I tried some other stuff which all ended up with the same result described above.
I tried writing to 0x820000 instead of 0x800000 and got the same result, only that that the repeated area was from 0x20000 to 0x40000 in 0x2000 steps again. So exactly the same as before just with a 0x20000 offset.
I tried programming the "boot" area at 0x840000: apps with < 8k worked with 0x0-0x400000 being empty (0xFF), apps with > 8k gave the expected "app too large" error.
Finally to check whether the programmer's at fault, I modified the xBoot bootloader for xmegas and made it program a 256 byte buffer filled with 0x00, 0x01, ..., 0xfe, 0xff at various offsets, read them back and activated different LEDs depending on the result. I found out that the behaviour is exactly as before: writing at 0x2000 overwrote 0x0000, writing at 0x2001 overwrote 0x0001 and so on.
Also tried reading back that result with avrdude via PDI to get the results confirmed again.

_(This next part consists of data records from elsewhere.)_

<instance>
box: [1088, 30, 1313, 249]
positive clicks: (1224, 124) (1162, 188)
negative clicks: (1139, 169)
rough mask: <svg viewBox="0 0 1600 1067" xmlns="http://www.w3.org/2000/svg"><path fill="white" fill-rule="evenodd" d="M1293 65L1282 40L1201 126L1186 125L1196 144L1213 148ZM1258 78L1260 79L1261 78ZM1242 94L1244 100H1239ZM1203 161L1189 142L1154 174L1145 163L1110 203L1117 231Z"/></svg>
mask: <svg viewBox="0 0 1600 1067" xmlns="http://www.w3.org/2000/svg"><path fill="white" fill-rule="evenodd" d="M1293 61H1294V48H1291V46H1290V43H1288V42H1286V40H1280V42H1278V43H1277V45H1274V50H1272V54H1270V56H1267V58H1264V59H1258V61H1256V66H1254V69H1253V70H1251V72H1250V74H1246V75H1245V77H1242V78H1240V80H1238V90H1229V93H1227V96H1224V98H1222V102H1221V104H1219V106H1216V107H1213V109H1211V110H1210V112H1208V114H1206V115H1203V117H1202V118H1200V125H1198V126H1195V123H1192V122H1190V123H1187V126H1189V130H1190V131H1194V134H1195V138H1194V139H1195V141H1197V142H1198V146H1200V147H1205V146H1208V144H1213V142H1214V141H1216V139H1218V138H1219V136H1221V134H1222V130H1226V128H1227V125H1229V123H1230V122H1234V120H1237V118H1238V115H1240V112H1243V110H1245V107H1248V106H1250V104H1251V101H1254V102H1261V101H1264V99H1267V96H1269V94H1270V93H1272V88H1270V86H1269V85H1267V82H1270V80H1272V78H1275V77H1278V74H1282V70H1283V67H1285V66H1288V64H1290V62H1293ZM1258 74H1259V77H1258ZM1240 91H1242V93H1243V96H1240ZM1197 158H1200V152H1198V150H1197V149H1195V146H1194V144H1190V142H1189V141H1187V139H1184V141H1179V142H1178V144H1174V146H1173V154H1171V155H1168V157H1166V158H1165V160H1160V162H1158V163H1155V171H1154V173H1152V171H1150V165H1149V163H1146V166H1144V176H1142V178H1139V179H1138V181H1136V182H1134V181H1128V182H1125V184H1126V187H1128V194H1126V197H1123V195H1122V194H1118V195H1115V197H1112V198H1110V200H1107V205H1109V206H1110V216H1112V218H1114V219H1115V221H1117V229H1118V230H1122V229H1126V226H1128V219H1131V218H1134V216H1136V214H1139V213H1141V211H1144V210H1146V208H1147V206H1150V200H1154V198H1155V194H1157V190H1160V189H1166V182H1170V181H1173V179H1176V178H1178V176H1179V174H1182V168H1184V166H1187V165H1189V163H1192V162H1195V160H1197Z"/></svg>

There's only two things that don't exactly add up:
a) when using avrdude, a page erase > 0x2000 did not erase the page at 0x0000 as described above, but the page erase when using xBoot did erase at 0x0000 when trying to erase 0x2000
b) when I played around with writing at 0x0000, then 0x2000 and then 0x4000 over xBoot, I did not always get the binary AND of all three bytes, for example I tried writing
0b11111111 at 0x0000
0b11110000 at 0x2000 and
0b00111100 at 0x4000 and got
0b00000000 as result, instead of the expected 0b00110000, but I'm not sure if I maybe made some mistake, because later tests worked and it was late at night already, so I had no more patience to properly test this.

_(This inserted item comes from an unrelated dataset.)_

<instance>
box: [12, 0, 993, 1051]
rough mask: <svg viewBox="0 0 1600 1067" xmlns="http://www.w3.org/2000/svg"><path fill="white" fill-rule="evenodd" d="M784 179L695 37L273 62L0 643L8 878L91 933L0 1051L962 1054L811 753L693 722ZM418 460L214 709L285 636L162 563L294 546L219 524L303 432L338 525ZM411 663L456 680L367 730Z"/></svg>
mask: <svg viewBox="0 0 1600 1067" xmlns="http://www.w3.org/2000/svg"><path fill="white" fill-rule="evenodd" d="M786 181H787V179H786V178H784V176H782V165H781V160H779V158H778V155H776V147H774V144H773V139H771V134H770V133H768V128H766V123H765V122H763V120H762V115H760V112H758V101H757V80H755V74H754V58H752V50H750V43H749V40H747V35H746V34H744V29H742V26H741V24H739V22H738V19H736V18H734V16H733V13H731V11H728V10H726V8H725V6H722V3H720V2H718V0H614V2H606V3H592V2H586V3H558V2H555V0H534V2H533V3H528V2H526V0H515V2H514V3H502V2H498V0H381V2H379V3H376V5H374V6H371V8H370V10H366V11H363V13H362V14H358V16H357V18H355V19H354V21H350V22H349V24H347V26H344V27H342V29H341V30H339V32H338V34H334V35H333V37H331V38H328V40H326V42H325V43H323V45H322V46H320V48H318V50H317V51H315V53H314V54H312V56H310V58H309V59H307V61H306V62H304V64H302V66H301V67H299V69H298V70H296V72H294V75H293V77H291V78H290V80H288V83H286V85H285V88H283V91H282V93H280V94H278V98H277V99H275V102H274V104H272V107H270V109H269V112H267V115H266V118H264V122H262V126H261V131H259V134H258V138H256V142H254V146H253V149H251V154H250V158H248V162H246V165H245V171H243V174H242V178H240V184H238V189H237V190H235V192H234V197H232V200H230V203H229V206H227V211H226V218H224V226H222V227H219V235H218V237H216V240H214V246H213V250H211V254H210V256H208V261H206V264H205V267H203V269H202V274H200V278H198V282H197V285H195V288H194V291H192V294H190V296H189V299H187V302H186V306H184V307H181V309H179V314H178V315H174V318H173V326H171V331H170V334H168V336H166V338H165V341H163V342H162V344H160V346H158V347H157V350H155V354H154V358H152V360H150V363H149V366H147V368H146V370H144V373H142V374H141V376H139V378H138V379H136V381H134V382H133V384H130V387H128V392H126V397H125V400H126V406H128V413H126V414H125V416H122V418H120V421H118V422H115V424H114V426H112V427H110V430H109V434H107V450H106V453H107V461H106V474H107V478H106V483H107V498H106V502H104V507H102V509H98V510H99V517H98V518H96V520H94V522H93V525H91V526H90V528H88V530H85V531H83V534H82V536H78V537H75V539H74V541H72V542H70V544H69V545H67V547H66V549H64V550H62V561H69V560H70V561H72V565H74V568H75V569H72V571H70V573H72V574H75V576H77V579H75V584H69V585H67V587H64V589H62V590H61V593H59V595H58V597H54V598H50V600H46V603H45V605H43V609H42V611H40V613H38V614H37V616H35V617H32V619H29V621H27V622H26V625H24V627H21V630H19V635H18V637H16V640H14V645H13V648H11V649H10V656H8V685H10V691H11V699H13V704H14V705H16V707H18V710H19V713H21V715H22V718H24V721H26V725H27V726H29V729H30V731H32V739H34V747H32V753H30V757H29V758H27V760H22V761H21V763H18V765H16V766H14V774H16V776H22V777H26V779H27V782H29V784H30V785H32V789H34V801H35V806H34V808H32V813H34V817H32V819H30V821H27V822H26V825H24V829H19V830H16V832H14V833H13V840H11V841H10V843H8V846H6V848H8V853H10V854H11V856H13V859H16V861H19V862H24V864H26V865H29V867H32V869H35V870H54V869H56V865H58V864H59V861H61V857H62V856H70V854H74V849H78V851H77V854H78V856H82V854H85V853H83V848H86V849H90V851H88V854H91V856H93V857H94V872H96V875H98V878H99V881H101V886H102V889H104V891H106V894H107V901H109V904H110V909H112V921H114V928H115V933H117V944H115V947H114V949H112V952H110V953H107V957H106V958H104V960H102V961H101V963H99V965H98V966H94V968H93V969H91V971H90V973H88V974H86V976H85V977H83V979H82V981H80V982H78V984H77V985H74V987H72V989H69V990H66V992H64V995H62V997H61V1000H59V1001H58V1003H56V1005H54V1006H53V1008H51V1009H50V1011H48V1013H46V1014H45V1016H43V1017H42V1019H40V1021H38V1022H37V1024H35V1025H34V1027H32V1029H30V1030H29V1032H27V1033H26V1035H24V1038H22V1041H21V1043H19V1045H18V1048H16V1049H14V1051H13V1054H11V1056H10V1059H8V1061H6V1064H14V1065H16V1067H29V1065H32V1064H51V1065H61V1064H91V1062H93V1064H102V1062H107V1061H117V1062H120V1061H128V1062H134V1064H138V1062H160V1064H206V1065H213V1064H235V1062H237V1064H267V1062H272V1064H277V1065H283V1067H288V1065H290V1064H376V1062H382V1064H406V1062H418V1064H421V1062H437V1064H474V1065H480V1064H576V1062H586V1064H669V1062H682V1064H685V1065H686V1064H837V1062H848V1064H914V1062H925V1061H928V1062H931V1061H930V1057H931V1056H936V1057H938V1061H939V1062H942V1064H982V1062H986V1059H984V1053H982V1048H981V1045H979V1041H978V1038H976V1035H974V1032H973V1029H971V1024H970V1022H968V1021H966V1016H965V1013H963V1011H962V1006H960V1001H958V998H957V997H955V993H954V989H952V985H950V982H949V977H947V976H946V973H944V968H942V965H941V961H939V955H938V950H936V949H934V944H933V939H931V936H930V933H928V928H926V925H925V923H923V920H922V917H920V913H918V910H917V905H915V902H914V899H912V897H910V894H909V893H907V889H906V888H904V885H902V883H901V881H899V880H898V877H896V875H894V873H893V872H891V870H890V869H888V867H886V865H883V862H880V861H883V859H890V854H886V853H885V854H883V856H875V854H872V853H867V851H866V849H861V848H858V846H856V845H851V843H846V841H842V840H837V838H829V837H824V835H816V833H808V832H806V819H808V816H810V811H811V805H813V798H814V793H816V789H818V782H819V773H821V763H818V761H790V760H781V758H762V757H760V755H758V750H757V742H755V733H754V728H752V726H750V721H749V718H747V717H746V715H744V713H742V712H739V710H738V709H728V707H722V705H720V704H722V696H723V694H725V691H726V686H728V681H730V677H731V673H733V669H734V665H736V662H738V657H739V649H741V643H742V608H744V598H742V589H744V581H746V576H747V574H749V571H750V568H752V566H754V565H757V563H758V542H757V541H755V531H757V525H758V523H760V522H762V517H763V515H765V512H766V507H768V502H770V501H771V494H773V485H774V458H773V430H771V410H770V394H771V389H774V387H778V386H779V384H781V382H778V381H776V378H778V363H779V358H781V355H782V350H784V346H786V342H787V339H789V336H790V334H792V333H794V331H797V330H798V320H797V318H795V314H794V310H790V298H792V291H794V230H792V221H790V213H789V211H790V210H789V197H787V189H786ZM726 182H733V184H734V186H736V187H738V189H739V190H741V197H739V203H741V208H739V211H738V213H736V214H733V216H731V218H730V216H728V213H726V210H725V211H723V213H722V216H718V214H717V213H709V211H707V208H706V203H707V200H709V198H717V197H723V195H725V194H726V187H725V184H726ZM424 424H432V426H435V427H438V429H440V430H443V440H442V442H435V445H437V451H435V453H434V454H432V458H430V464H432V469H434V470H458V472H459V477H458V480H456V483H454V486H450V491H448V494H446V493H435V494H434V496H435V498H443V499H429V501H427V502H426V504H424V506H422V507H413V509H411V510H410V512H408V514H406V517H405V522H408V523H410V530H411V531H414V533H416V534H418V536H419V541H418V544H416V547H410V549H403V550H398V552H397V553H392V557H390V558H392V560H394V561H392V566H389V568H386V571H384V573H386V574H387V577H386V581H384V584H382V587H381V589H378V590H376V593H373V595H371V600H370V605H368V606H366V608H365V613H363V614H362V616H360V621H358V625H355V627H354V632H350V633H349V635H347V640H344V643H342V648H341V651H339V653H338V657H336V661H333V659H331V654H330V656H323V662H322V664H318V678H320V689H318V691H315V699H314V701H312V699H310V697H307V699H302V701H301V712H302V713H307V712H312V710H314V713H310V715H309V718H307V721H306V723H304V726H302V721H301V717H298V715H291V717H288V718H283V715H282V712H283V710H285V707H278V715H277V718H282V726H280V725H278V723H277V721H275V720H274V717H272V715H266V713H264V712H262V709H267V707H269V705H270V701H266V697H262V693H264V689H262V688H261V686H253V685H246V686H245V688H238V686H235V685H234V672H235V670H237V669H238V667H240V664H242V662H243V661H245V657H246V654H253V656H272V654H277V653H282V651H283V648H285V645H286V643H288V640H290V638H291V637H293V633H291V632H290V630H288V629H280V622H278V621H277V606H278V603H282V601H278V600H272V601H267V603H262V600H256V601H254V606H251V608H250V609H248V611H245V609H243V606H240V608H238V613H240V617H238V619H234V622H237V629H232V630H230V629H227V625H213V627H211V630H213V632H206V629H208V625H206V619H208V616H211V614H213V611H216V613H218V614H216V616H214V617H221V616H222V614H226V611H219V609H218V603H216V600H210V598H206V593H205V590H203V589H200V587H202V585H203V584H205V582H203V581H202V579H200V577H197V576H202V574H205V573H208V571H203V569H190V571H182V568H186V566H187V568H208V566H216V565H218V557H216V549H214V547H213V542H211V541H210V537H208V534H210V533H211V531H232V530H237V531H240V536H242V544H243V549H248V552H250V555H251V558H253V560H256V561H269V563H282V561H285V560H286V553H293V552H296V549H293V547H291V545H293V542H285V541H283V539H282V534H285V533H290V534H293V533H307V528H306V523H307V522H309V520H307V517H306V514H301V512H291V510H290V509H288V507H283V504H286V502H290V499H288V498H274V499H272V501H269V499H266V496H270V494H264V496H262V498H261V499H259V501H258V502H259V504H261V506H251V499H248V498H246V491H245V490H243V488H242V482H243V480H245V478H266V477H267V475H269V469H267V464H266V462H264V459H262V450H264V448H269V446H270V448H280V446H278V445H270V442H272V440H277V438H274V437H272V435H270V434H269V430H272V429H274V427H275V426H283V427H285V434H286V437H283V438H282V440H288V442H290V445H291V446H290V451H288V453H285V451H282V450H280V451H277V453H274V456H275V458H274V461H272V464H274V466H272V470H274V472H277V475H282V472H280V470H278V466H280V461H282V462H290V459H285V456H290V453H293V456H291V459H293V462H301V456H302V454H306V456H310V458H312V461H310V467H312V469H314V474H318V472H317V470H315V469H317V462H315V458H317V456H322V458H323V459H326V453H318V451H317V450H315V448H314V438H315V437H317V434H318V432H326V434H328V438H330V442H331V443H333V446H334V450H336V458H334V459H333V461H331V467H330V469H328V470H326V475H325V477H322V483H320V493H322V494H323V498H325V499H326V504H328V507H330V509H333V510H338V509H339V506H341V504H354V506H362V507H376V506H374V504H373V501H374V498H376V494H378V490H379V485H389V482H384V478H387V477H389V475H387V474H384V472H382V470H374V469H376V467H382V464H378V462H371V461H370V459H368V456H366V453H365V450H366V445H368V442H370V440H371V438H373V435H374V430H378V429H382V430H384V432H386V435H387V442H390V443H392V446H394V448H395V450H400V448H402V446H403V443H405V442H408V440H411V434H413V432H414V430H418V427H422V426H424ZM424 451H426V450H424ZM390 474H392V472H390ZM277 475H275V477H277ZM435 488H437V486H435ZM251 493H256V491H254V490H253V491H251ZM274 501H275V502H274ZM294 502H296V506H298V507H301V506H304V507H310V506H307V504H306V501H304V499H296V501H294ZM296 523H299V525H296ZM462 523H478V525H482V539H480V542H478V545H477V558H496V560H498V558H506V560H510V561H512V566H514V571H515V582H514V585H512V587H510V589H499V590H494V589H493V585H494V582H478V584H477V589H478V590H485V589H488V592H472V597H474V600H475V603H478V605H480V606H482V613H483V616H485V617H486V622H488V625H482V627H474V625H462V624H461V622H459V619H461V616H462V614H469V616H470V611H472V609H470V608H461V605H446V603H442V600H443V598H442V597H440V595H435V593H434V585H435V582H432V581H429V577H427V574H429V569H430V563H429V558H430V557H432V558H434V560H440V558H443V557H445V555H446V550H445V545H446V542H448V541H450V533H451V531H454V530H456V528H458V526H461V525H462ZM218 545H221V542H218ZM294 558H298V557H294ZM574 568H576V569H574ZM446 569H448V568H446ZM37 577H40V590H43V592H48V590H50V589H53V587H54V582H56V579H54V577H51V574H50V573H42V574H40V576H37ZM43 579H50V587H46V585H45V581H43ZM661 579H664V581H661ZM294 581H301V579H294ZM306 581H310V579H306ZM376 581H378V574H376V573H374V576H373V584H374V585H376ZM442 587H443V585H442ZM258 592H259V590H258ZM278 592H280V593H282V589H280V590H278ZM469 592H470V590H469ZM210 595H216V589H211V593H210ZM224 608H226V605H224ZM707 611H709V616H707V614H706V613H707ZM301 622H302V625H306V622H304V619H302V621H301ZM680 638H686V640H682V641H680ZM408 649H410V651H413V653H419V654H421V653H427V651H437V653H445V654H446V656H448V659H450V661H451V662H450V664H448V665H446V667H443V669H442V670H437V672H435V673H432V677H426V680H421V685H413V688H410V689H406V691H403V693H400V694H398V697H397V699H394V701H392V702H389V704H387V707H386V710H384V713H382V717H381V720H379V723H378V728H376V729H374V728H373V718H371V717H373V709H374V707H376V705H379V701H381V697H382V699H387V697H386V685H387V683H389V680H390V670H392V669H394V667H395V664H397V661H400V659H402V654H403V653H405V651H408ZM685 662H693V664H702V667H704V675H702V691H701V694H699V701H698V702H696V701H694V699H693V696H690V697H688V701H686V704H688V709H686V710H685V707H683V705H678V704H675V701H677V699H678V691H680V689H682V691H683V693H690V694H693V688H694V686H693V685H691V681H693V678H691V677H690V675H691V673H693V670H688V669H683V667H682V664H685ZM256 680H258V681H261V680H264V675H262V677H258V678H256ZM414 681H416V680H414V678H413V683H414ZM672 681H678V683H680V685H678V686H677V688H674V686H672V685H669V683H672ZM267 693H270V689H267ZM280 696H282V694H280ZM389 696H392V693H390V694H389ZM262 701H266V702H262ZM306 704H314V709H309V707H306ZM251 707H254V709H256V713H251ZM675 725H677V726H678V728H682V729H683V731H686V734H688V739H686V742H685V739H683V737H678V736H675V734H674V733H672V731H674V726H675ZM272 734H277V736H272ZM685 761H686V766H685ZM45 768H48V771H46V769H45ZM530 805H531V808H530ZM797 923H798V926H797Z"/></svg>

Anyways, thanks for reading this WoT.
There's only few things that could still be the culprit: I thought I read something about the NVM shuffling areas in flash to increase lifetime, but I can't find it anywhere in the docs anymore; and also there's the apptable which is 8k as well and can be protected, maybe it's doing something fishy. Currently still reading through the manual and datasheet line for line.